Yield: 14-16 Cookies
- ¾ cup sweet white sorghum flour
- ¾ cup brown rice flour
- ½ cup tapioca starch/flour
- 1⁄3 cup packed light brown sugar
- 1 tablespoon baking powder
- ½ teaspoon baking soda
- 1 teaspoon xanthan gum
- 1 teaspoon ground cinnamon
- ½ teaspoon salt
- 5 tablespoon cold unsalted butter or buttery non-dairy spread, cut into small pieces
- 2 large eggs
- ½ cup yogurt or soy or coconut yogurt
- 2 teaspoons vanilla extract
- ¾ cup fresh blueberries, rinsed and drained
- ¾ cup Erewhon Crispy Brown Rice Gluten Free cereal
- Milk or soy milk for brushing
- Additional brown sugar for sprinkling (about 2 tablespoons)

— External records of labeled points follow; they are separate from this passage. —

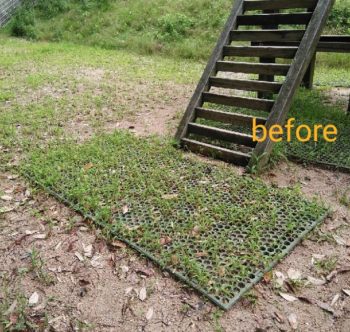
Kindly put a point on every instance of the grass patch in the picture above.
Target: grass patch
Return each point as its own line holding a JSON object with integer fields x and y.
{"x": 204, "y": 222}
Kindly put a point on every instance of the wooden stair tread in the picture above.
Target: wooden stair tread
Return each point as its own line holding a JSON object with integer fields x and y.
{"x": 210, "y": 150}
{"x": 244, "y": 102}
{"x": 261, "y": 51}
{"x": 274, "y": 18}
{"x": 267, "y": 35}
{"x": 247, "y": 85}
{"x": 227, "y": 117}
{"x": 252, "y": 68}
{"x": 221, "y": 134}
{"x": 278, "y": 4}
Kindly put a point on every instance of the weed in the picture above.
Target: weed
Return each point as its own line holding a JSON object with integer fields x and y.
{"x": 38, "y": 268}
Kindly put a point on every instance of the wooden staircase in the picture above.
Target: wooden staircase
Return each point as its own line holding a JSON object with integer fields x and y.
{"x": 239, "y": 83}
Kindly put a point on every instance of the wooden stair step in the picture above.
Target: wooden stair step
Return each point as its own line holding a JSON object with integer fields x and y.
{"x": 252, "y": 68}
{"x": 267, "y": 35}
{"x": 261, "y": 51}
{"x": 213, "y": 151}
{"x": 278, "y": 4}
{"x": 246, "y": 85}
{"x": 228, "y": 117}
{"x": 273, "y": 18}
{"x": 221, "y": 134}
{"x": 244, "y": 102}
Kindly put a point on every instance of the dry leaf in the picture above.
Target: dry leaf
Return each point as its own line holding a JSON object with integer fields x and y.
{"x": 149, "y": 314}
{"x": 280, "y": 278}
{"x": 316, "y": 282}
{"x": 34, "y": 298}
{"x": 128, "y": 290}
{"x": 293, "y": 321}
{"x": 143, "y": 294}
{"x": 170, "y": 196}
{"x": 88, "y": 250}
{"x": 40, "y": 236}
{"x": 125, "y": 209}
{"x": 294, "y": 274}
{"x": 6, "y": 198}
{"x": 335, "y": 300}
{"x": 88, "y": 166}
{"x": 346, "y": 292}
{"x": 165, "y": 240}
{"x": 175, "y": 260}
{"x": 79, "y": 256}
{"x": 288, "y": 297}
{"x": 325, "y": 307}
{"x": 339, "y": 240}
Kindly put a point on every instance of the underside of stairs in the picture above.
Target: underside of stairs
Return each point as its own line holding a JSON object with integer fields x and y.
{"x": 248, "y": 77}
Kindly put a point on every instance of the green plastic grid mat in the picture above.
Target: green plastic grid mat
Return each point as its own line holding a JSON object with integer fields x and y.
{"x": 329, "y": 154}
{"x": 217, "y": 231}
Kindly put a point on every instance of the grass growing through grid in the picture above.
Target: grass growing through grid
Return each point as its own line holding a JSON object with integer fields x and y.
{"x": 218, "y": 229}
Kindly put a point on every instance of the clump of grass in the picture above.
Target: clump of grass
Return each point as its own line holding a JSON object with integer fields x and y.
{"x": 185, "y": 213}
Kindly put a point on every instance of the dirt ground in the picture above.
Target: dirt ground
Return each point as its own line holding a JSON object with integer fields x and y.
{"x": 76, "y": 281}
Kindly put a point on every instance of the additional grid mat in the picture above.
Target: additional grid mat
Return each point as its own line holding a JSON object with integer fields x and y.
{"x": 217, "y": 231}
{"x": 335, "y": 155}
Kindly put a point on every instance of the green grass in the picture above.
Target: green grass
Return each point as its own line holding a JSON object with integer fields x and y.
{"x": 181, "y": 28}
{"x": 212, "y": 226}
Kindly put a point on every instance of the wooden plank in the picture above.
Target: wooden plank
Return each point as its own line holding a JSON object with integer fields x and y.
{"x": 267, "y": 35}
{"x": 228, "y": 117}
{"x": 252, "y": 68}
{"x": 221, "y": 134}
{"x": 249, "y": 103}
{"x": 293, "y": 80}
{"x": 246, "y": 85}
{"x": 275, "y": 18}
{"x": 236, "y": 157}
{"x": 210, "y": 69}
{"x": 261, "y": 51}
{"x": 278, "y": 4}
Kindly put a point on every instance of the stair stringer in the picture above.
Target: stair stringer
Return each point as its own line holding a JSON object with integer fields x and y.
{"x": 306, "y": 52}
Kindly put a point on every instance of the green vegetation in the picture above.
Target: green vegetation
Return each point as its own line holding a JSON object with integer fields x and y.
{"x": 212, "y": 226}
{"x": 179, "y": 28}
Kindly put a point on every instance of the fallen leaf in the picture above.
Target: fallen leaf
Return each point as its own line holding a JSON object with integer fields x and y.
{"x": 143, "y": 294}
{"x": 288, "y": 297}
{"x": 315, "y": 281}
{"x": 201, "y": 254}
{"x": 6, "y": 198}
{"x": 125, "y": 209}
{"x": 88, "y": 166}
{"x": 335, "y": 300}
{"x": 339, "y": 240}
{"x": 280, "y": 278}
{"x": 149, "y": 314}
{"x": 346, "y": 292}
{"x": 325, "y": 307}
{"x": 170, "y": 196}
{"x": 118, "y": 244}
{"x": 128, "y": 290}
{"x": 11, "y": 309}
{"x": 88, "y": 250}
{"x": 175, "y": 260}
{"x": 40, "y": 236}
{"x": 195, "y": 231}
{"x": 294, "y": 274}
{"x": 165, "y": 240}
{"x": 293, "y": 321}
{"x": 79, "y": 256}
{"x": 34, "y": 298}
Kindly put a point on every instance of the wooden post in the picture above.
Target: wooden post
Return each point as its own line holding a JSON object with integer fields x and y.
{"x": 268, "y": 78}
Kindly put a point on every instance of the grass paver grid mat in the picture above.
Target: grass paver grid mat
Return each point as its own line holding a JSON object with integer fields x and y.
{"x": 217, "y": 231}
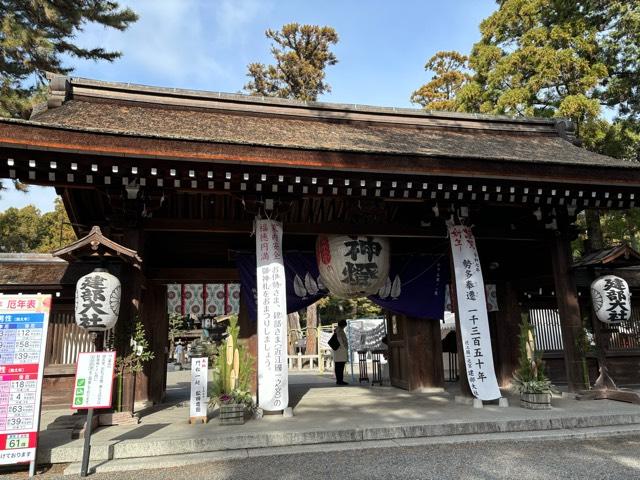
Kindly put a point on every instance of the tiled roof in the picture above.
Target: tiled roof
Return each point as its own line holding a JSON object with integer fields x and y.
{"x": 126, "y": 110}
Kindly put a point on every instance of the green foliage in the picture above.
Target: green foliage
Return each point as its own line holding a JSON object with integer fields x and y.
{"x": 450, "y": 75}
{"x": 301, "y": 52}
{"x": 233, "y": 370}
{"x": 333, "y": 309}
{"x": 28, "y": 230}
{"x": 556, "y": 58}
{"x": 529, "y": 377}
{"x": 35, "y": 37}
{"x": 134, "y": 361}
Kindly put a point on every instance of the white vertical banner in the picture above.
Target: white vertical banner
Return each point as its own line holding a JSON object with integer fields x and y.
{"x": 273, "y": 379}
{"x": 472, "y": 312}
{"x": 198, "y": 406}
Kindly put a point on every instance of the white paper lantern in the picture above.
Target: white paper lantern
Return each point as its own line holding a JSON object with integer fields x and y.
{"x": 352, "y": 266}
{"x": 611, "y": 299}
{"x": 97, "y": 301}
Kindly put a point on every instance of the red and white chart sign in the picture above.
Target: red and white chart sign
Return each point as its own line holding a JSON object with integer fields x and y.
{"x": 23, "y": 337}
{"x": 94, "y": 380}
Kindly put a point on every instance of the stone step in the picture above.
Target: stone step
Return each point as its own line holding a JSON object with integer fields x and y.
{"x": 155, "y": 447}
{"x": 170, "y": 461}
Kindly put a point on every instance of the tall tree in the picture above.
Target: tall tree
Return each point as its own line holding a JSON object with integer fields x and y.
{"x": 28, "y": 230}
{"x": 450, "y": 75}
{"x": 301, "y": 53}
{"x": 36, "y": 35}
{"x": 557, "y": 58}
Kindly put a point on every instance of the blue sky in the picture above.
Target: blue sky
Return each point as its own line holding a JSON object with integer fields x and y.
{"x": 207, "y": 45}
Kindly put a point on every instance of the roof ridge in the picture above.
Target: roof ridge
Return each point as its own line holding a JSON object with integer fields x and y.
{"x": 67, "y": 87}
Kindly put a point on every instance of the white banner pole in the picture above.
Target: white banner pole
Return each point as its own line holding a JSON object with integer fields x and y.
{"x": 273, "y": 381}
{"x": 472, "y": 311}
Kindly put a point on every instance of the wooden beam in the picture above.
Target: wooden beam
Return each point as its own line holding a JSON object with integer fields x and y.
{"x": 337, "y": 228}
{"x": 29, "y": 140}
{"x": 193, "y": 275}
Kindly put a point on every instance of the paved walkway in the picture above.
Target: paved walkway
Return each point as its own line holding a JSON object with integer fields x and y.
{"x": 325, "y": 413}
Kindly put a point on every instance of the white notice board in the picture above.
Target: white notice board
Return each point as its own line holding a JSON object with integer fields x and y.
{"x": 198, "y": 404}
{"x": 23, "y": 334}
{"x": 94, "y": 380}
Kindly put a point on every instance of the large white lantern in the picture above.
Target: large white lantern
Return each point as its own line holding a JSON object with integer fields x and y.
{"x": 352, "y": 266}
{"x": 611, "y": 299}
{"x": 97, "y": 301}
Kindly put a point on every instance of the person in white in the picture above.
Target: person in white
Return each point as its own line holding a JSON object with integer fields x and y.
{"x": 179, "y": 353}
{"x": 340, "y": 356}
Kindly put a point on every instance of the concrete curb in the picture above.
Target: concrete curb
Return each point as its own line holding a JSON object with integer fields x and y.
{"x": 172, "y": 461}
{"x": 143, "y": 448}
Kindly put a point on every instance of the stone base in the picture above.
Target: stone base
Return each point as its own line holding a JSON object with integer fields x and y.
{"x": 535, "y": 401}
{"x": 118, "y": 418}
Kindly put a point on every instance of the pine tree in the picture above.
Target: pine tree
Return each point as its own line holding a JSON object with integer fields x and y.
{"x": 301, "y": 52}
{"x": 450, "y": 75}
{"x": 36, "y": 35}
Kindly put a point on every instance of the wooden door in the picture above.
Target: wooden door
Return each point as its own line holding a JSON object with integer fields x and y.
{"x": 415, "y": 360}
{"x": 398, "y": 371}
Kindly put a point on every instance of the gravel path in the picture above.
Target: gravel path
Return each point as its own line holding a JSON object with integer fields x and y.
{"x": 610, "y": 458}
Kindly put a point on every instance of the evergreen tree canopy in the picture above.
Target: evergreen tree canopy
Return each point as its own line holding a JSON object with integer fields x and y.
{"x": 450, "y": 75}
{"x": 28, "y": 230}
{"x": 35, "y": 35}
{"x": 557, "y": 58}
{"x": 301, "y": 52}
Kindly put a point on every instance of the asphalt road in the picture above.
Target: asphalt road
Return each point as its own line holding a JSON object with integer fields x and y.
{"x": 610, "y": 458}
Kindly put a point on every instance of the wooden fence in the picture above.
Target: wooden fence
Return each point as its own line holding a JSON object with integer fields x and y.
{"x": 65, "y": 339}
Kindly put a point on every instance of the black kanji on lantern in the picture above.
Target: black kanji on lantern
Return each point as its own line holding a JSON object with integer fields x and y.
{"x": 615, "y": 292}
{"x": 368, "y": 247}
{"x": 359, "y": 274}
{"x": 93, "y": 299}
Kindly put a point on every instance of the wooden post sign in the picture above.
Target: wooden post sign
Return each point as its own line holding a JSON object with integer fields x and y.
{"x": 23, "y": 332}
{"x": 273, "y": 379}
{"x": 94, "y": 380}
{"x": 472, "y": 311}
{"x": 199, "y": 405}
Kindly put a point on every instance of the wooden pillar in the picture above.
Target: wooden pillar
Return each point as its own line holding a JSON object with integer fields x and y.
{"x": 507, "y": 328}
{"x": 156, "y": 322}
{"x": 568, "y": 309}
{"x": 249, "y": 336}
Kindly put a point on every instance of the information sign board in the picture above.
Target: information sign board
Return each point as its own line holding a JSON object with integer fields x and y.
{"x": 198, "y": 404}
{"x": 94, "y": 380}
{"x": 23, "y": 333}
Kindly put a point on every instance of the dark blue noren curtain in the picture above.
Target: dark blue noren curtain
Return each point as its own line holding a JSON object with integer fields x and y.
{"x": 415, "y": 286}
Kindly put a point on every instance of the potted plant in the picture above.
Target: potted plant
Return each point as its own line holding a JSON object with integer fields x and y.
{"x": 233, "y": 368}
{"x": 529, "y": 380}
{"x": 127, "y": 366}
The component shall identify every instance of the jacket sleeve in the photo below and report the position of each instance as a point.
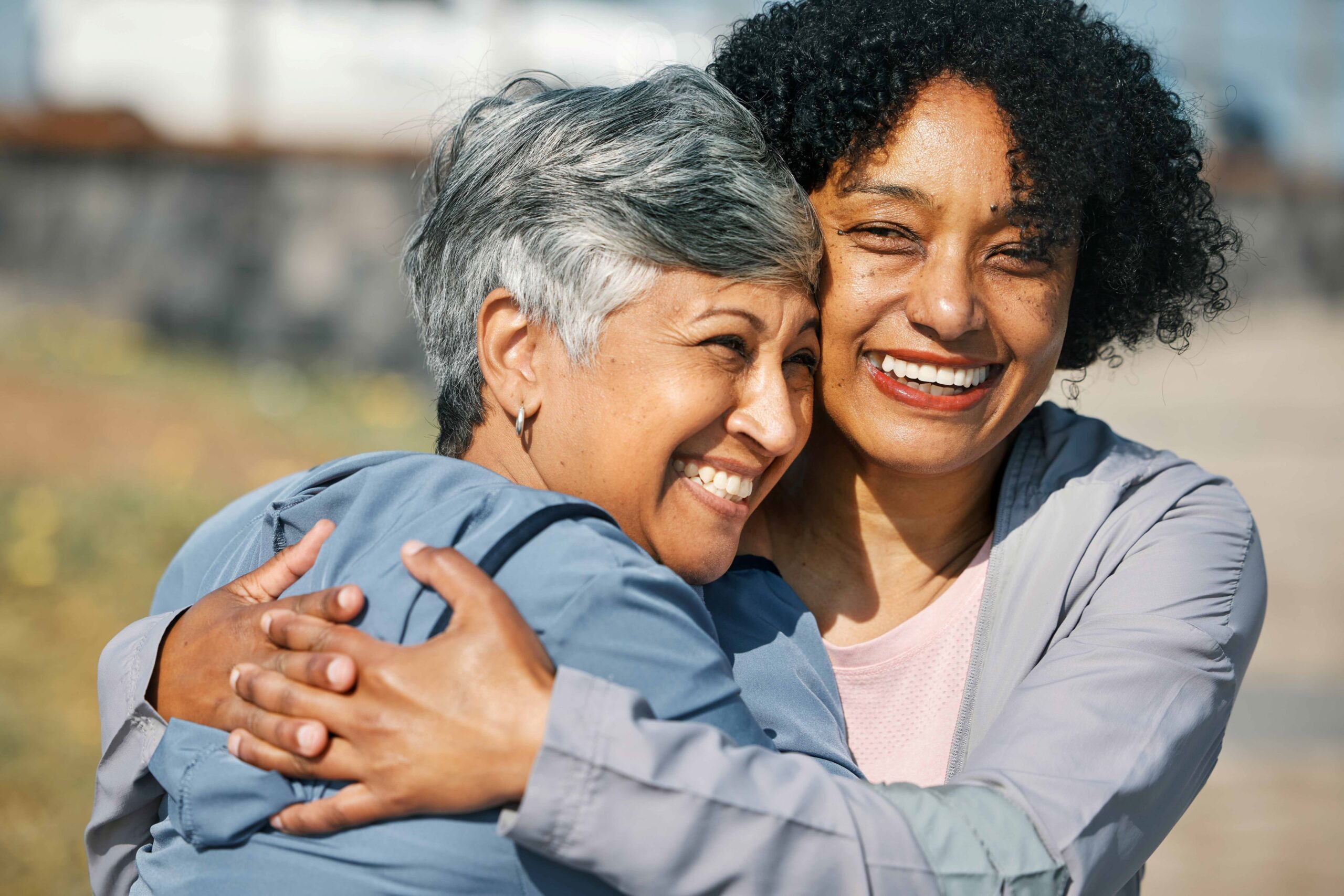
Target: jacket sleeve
(1113, 734)
(1096, 755)
(125, 801)
(671, 809)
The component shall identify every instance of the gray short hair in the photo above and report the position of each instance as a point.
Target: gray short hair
(575, 198)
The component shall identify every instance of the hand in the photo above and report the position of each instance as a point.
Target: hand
(224, 629)
(444, 727)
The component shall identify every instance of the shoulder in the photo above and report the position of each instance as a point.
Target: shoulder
(1179, 539)
(1059, 449)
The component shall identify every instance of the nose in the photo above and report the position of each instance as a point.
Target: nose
(942, 301)
(765, 413)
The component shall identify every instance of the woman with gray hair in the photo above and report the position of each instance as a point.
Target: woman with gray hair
(613, 288)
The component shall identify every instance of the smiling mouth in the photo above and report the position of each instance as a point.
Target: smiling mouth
(932, 379)
(718, 483)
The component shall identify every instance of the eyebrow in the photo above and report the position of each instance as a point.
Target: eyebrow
(757, 324)
(884, 188)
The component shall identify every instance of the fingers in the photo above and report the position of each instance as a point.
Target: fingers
(288, 629)
(456, 579)
(335, 605)
(331, 671)
(301, 736)
(270, 579)
(353, 806)
(339, 762)
(270, 691)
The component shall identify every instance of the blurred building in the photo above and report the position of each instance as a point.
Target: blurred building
(241, 172)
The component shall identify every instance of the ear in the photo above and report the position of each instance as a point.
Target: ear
(507, 344)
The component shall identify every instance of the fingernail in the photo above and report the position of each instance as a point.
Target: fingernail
(310, 738)
(340, 672)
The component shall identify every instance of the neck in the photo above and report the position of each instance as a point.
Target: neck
(498, 446)
(867, 547)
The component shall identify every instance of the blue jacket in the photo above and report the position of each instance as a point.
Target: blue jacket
(598, 602)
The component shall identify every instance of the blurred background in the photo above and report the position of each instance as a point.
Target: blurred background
(201, 210)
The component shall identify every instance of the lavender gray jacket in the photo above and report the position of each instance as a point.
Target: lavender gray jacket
(1124, 598)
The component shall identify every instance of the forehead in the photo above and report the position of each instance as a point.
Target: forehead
(686, 296)
(952, 141)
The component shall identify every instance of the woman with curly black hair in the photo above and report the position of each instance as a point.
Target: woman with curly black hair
(1037, 626)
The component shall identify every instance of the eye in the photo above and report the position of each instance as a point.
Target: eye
(734, 343)
(805, 359)
(1022, 260)
(882, 237)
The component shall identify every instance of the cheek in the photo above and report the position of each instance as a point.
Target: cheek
(1031, 323)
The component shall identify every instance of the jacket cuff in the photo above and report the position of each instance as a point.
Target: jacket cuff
(558, 789)
(127, 667)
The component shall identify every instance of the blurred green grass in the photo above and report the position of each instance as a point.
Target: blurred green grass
(112, 450)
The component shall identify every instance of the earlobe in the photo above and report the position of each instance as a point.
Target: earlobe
(506, 347)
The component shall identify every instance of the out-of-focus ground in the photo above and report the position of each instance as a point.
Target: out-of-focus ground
(112, 449)
(1253, 399)
(193, 190)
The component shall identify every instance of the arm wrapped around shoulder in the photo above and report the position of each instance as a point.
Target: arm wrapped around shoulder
(1110, 736)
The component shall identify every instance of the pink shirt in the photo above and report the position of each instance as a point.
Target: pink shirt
(902, 691)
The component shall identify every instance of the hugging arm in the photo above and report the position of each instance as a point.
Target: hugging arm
(1095, 757)
(1102, 746)
(135, 700)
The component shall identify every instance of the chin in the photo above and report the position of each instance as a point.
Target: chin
(701, 568)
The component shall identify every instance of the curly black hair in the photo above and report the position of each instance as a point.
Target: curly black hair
(1104, 152)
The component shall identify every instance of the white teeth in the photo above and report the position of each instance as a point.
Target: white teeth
(721, 483)
(949, 379)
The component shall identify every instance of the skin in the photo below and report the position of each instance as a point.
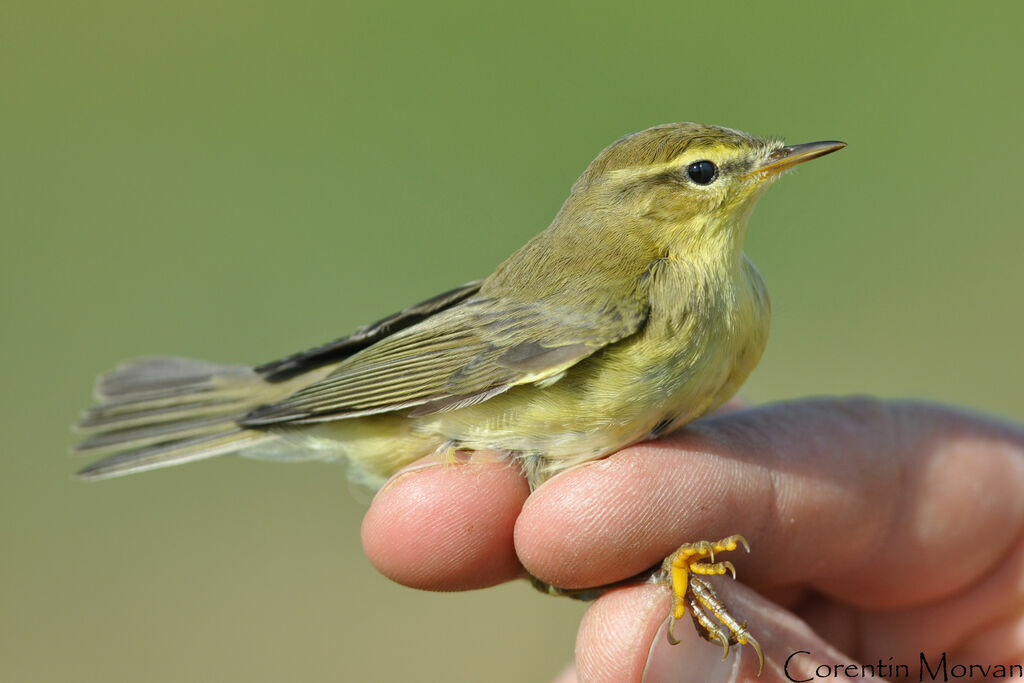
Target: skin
(880, 529)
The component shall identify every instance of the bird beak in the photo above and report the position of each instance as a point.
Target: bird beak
(792, 155)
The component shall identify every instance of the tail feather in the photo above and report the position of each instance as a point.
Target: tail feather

- Preheat the oven to 350°F. Line two cookie sheets with parchment paper.
- Combine the sorghum flour, brown rice flour, tapioca starch/flour, brown sugar, baking powder, baking soda, xanthan gum, cinnamon, and salt in a large bowl. Mix until the brown sugar is blended into the ingredients. Cut in the butter until the mixture resembles coarse meal.
- In a separate bowl using a mixer, beat the eggs, yogurt, and vanilla until light yellow and thick, about 1 minute. Add the dry ingredients and beat about 1 minute. Fold in the blueberries and cereal.
- Using a medium scoop, scoop the dough onto the prepared cookie sheets, leaving about 1 inch between each. Use a sheet of plastic wrap to gently press and smooth the scones into ½ -inch-thick disks. Brush with milk, sprinkle with brown sugar and bake for 20 to 22 minutes. Serve warm.
NOTE: The cookies may be reheated. These freeze well.